If we decide in the future that stripping extensions from a CPU model is 
desirable
we can come up with a 'bare' option, e.g. "-cpu rv64,bare=true" will strip all
extensions from rv64. This is a much cleaner way of doing what profile 
disablement
is currently doing.


Thanks,


Daniel


[1] https://lore.kernel.org/qemu-riscv/ZRarBuEeBi7WkS6K@redhat.com/
[2] 
20231025234459.581697-10-dbarboza@ventanamicro.com/">https://lore.kernel.org/qemu-riscv/20231025234459.581697-10-dbarboza@ventanamicro.com/







As far as warnings go, it'd be nice to warn when mandatory profile
extensions are disabled from an enabled profile. Doing that might be
useful for debug, but users which do it without being aware they're
"breaking" the profile may learn from that warning. Note, the warning
should only come when the profile is actually enabled and when the
extension would actually be disabled, i.e.

   -cpu rv64,rva22u64=true,c=off

should warn

   -cpu rv64,c=off,rva22u64=true

should not warn (rva22u64 overrides c=off since it's to the right)

   -cpu rv64,rva22u64=true,rva22u64=false,c=off

should not warn (rva22u64 is not enabled)

I think these should be hard errors, not warnings.

If you're enabling a profile and then disabling an extension that's
mandatory for that profile, you've invalidated the profile. You've
asked for a configuration that doesn't make any sense: you can't have
a CPU that both implements a profile and lacks one of its mandatory
extensions.

Given a platform which implements a profile which mandates extension E and
a need to debug E or test behavior where E is [incorrectly] absent, you'll
need to expand the profile first, listing each of the other extensions
manually. It'd be much faster to specify the profile, take away the
extension, and ignore the warning.

I understand the appeal, I just think that regular users should be
prevented from stumbling into this kind of expert-level,
intentionally-broken configuration by mistake.

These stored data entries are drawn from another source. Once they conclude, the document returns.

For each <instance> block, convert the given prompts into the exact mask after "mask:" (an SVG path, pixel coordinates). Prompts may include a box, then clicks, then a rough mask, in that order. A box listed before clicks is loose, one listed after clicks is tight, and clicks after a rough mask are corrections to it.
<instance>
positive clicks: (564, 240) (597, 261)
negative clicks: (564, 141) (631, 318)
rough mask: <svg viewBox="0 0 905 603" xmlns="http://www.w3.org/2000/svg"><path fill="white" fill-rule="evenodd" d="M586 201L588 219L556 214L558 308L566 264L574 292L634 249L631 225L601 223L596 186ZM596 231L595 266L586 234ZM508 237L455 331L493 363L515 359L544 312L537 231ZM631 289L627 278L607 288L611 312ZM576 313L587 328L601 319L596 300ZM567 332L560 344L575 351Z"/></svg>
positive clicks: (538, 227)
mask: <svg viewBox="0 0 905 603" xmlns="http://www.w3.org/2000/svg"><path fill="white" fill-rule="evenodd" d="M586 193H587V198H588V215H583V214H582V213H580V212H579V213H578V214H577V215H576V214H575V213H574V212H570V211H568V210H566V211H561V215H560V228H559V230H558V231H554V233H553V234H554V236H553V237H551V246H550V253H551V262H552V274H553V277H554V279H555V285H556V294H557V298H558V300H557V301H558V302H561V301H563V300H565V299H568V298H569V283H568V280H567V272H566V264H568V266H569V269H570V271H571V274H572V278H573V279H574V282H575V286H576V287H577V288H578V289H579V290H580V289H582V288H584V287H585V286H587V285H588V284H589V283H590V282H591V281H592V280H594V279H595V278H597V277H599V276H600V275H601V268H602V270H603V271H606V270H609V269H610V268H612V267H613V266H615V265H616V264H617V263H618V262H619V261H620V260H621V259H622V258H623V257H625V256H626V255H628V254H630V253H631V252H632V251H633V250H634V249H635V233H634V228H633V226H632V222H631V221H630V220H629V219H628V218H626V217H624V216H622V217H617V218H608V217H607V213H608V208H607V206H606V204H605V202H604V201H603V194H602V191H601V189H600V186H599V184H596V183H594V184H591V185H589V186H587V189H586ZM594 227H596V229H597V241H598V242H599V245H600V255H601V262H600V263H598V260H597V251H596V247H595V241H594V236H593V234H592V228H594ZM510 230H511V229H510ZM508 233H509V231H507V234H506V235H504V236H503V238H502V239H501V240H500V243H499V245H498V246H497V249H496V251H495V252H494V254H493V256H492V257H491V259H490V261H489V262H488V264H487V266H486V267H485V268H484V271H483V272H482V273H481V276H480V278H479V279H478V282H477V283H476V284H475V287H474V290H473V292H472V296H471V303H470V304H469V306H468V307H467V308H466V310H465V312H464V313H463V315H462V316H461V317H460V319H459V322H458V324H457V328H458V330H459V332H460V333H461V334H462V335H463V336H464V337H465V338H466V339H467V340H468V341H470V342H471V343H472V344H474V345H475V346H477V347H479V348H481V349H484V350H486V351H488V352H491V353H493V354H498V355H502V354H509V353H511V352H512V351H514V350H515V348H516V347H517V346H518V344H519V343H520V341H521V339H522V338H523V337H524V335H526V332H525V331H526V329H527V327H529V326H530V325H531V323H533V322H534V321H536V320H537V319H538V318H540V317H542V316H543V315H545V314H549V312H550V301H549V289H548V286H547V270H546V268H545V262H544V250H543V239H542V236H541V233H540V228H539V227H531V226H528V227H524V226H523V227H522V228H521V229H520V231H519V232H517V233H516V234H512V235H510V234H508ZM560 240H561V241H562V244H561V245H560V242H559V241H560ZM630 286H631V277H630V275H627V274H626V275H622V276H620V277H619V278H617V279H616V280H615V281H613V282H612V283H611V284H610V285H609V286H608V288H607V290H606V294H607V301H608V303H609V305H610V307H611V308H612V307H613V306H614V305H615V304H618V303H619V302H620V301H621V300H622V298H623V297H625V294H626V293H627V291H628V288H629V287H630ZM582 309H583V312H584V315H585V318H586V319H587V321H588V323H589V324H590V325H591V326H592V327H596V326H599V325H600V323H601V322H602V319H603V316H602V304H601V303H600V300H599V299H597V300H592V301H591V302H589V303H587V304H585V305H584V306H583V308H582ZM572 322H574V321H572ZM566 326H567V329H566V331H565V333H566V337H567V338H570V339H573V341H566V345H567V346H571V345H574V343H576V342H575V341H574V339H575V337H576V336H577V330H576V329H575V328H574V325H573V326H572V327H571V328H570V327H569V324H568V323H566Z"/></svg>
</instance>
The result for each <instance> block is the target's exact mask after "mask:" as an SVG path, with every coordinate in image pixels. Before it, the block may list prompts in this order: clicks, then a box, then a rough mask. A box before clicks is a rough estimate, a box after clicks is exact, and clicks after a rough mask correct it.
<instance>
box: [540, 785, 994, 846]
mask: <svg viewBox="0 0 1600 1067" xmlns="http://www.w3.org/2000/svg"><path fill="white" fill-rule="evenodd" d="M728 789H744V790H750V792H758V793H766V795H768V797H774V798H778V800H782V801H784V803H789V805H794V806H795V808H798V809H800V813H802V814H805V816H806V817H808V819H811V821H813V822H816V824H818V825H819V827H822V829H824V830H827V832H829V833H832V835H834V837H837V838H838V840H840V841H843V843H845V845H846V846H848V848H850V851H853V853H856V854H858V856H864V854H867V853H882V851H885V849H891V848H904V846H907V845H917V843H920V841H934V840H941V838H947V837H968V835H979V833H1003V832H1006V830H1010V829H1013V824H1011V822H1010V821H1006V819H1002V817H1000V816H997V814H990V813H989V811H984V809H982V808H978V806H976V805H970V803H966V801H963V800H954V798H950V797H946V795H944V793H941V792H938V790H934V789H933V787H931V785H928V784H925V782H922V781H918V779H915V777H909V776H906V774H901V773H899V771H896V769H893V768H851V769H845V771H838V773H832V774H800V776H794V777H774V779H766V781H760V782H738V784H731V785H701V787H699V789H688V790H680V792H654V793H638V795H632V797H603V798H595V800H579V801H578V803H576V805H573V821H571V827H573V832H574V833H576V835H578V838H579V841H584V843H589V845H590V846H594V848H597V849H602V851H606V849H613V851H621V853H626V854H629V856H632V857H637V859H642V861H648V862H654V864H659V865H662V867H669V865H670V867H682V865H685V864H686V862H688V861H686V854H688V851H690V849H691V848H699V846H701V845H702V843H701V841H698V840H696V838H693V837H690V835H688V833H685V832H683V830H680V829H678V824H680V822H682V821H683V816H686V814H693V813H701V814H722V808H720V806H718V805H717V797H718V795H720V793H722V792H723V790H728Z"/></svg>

QEMU users could easily miss the warning. libvirt users won't see it
at all. It's a user error and it needs to be treated as such IMO.

I do agree with the concern that warnings will be missed/ignored. Maybe
QEMU needs something like -Werror for stuff like this, i.e.

  -cpu rv64,error-on-extension-warnings=on,profile-A=on,extension-of-A=off

would error out, but, without the special property, just warn. Or, flip
the default behavior around with

  -cpu rv64,ignore-extension-errors=on,profile-A=on,extension-of-A=off

which would either silently proceed or just warn, but, without the
special property, error out. libvirt would default to the error out
case, whichever that one is, but also provide an element to turn off
erroring-out.

I would be okay with something along these lines.